The purpose of this blog is to keep a diary of a journey to a place of greater peace within and peace with those around me. But, more than that, I guess the big question that is really plaguing me is am I worthy? I hope to travel to that place of greater ‘orthiness through the pages of this blog.

I accept that I am loved by God. I  hold onto my faith and spiritual disciplines strongly, and refuse to let them or God go. I’ve heard all of the arguments about being sent to hell by God and I do not believe a single word of them. I trust completely in a loving God who accepts me and accepts all. I’ve also tried  to  see if I can fit into the mainstream gay culture  but always felt out of place. I don’t judge it but I know that it is not  the place for me.

As for organised religion, I’ve  had my fingers burnt and lost  money in the process after experimenting with charismatic pentecostalism.  It is an interesting way of expressing faith and  I trust that those who understand what the charismatic movement is all about will continue to find reward in their endeavour to reach toward God. For me,  my episode with pentecostalism helped me rediscover the European traditions of christianity in which I was brought up. So,  I’ve returned  to an older set of religious traditions that I loved as a child and that  provide me with a sense of connection to Christians throughout the centuries and to God. I think I will stay on this  path.

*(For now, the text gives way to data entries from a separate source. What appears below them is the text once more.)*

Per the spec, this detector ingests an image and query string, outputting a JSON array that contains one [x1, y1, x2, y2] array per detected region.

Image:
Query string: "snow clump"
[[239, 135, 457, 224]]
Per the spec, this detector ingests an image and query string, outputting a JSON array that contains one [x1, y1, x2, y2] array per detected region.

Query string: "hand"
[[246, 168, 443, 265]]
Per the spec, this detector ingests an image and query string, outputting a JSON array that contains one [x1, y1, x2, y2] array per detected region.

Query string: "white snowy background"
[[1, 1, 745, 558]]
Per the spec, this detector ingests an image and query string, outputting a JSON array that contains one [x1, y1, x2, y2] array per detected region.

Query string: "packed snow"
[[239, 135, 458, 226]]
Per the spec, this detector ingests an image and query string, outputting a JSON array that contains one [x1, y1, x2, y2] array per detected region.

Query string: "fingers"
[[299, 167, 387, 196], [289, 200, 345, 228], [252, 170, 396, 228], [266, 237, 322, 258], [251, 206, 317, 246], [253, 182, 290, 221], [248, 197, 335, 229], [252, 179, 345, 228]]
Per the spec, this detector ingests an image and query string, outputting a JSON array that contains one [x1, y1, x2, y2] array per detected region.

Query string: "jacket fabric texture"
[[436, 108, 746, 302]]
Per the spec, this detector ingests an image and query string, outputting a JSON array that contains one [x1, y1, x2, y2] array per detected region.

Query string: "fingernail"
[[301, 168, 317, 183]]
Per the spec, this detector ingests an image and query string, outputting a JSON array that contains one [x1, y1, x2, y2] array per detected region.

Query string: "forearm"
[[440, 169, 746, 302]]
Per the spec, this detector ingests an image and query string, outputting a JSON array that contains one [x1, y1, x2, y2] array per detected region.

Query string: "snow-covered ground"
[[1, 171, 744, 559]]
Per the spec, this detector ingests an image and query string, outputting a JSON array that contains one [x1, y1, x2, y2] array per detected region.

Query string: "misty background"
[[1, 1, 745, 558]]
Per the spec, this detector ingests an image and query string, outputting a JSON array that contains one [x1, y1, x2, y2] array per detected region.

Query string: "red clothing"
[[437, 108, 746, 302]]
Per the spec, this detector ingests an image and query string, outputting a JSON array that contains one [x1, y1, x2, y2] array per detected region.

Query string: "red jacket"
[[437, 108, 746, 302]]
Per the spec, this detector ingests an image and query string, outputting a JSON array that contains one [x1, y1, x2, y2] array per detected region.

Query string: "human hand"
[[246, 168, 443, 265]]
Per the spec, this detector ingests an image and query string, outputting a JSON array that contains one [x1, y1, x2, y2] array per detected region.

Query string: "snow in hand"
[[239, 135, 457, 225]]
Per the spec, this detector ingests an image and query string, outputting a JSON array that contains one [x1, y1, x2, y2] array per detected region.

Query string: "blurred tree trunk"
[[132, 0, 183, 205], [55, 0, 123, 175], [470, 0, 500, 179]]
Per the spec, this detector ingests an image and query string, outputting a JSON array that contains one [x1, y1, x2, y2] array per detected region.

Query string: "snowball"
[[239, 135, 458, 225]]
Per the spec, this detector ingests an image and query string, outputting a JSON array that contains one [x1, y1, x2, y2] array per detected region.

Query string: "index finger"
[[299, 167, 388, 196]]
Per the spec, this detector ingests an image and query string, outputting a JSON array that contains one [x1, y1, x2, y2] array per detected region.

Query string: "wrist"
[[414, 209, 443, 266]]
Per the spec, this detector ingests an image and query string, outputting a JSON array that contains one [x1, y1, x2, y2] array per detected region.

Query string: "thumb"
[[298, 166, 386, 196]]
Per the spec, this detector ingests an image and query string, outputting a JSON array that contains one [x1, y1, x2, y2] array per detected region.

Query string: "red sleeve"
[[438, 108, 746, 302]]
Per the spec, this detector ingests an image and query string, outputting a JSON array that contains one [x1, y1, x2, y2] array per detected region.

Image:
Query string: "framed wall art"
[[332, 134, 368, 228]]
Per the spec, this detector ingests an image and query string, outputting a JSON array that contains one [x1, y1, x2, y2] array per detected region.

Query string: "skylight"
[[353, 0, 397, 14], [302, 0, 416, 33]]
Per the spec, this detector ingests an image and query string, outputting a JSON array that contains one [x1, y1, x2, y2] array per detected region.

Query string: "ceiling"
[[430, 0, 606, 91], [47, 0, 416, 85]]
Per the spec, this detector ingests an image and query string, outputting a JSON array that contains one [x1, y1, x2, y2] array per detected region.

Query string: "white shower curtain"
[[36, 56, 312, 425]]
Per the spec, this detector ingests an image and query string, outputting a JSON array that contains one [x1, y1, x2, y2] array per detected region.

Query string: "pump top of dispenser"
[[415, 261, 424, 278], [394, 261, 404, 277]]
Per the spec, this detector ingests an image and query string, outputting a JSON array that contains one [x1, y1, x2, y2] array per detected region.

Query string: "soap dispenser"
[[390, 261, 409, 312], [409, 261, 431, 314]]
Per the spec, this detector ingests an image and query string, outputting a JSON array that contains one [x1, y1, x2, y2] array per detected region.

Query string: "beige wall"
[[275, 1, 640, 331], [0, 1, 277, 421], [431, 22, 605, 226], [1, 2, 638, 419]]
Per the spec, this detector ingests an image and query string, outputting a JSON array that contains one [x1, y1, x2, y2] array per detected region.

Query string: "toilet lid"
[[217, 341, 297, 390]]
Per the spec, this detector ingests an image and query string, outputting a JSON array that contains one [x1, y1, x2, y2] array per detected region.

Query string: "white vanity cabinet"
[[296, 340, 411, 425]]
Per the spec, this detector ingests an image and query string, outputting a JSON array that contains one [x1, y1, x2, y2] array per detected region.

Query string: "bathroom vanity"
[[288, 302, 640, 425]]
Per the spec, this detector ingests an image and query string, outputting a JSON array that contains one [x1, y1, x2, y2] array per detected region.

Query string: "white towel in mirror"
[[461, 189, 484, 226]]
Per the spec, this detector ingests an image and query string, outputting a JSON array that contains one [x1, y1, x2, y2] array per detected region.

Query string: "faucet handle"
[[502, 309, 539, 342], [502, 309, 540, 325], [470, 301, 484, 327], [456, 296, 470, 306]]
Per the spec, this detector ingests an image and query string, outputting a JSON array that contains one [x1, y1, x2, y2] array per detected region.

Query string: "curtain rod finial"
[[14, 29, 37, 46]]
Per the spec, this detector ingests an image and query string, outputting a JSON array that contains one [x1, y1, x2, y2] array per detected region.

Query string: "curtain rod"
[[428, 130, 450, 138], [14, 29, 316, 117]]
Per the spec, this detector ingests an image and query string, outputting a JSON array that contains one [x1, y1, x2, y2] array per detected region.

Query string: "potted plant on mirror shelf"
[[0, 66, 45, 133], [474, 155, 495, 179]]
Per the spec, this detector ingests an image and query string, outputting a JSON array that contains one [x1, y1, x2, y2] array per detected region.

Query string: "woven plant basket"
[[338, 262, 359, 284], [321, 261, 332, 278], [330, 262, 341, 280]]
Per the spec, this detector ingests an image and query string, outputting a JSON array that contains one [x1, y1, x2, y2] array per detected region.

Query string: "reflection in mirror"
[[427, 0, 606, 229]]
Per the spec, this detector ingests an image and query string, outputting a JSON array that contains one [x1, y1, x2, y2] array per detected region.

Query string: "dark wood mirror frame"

Now, I guess the challenge is that bigotry runs rampant in both religion and politics, everywhere. In France where I live at the moment, even the least authoritative politicians in terms of morality have the gall to condemn homosexuality, often with a venomous anger that is difficult to understand. In the religious traditions that I hold dear, there is not a little touch of hypocrisy. Priests  condemn gays and yet have lovers of their own. Divorced clerics claim to have a passion for the sanctity of marriage.

There is no need to talk about the media, the use of language in such derogatory  ways , the muted exclusion that one feels  at work, university  and any sort of social space.  Well, this is not to say that there has not  been progress. Policies on sexuality are much more open than they have been at any point in history  in most of Western Europe. In other parts of the world,  the discussion is being held – which is a marker of progrss in itself.

The issue is, there are always enough cues, verbal or non verbal, that  say -a t least to me – that I am not worthy.  Not worthy to be a part of civilised, proper society – that I am something of a second class citizen. My own mind   seems to be an even greater enemy – challenging me if I truly deserve anything good, after all I am gay?  Sure, I think God loves all, but do I deserve that love?   Then there are the subliminal social messages that I construe in so many places  that reinforce the sense I am not worthy of being accepted into the company of ‘normal’ human society.  The most difficult for me to work through is the sense of unworthiness to have access to God, who   the religious organisations  that I love and respect have held captive and for themselves.  While I am fortunate to  be part of a community of believers that accepts me and my partner,   it is very difficult to miss the messages  from the broader christian world that those who monopolize God have judged  us as unworthy of the love of God and his full acceptance as we are. We  must change   before we can be deserving.

How does one retain a sense of self worth when  exclusion is  often omnipresent as a  reality? How  does one move from a place of being  insecure and afraid to truly express their true selves to being secure and confident to negotiate with issues of spirituality and religion? How does one build the bridge between their sexuality to their religious/spiritual convictions? And more importantly, how does one – how do I – feel  worthy enough to persevere in my spiritual path?

I hope to walk a path to worthiness, to spiritual security, to living a life that marries my  christian-rooted beliefs to my sexuality, to carve out my own path and to fully embrace the love that I know that God has for me and for all.  I’ll take notes and keep a record of this journey, if only to understand my own emotions. I will try to do this at least once a week. And frequently post  materials  to at least encourage myself to remain spiritually grounded and to keep driving to a  place of greater peace. If anyone reads the blog or not, I guess that is out of my control and perfectly okay too. May God bless the journey and grant me a safe arrival.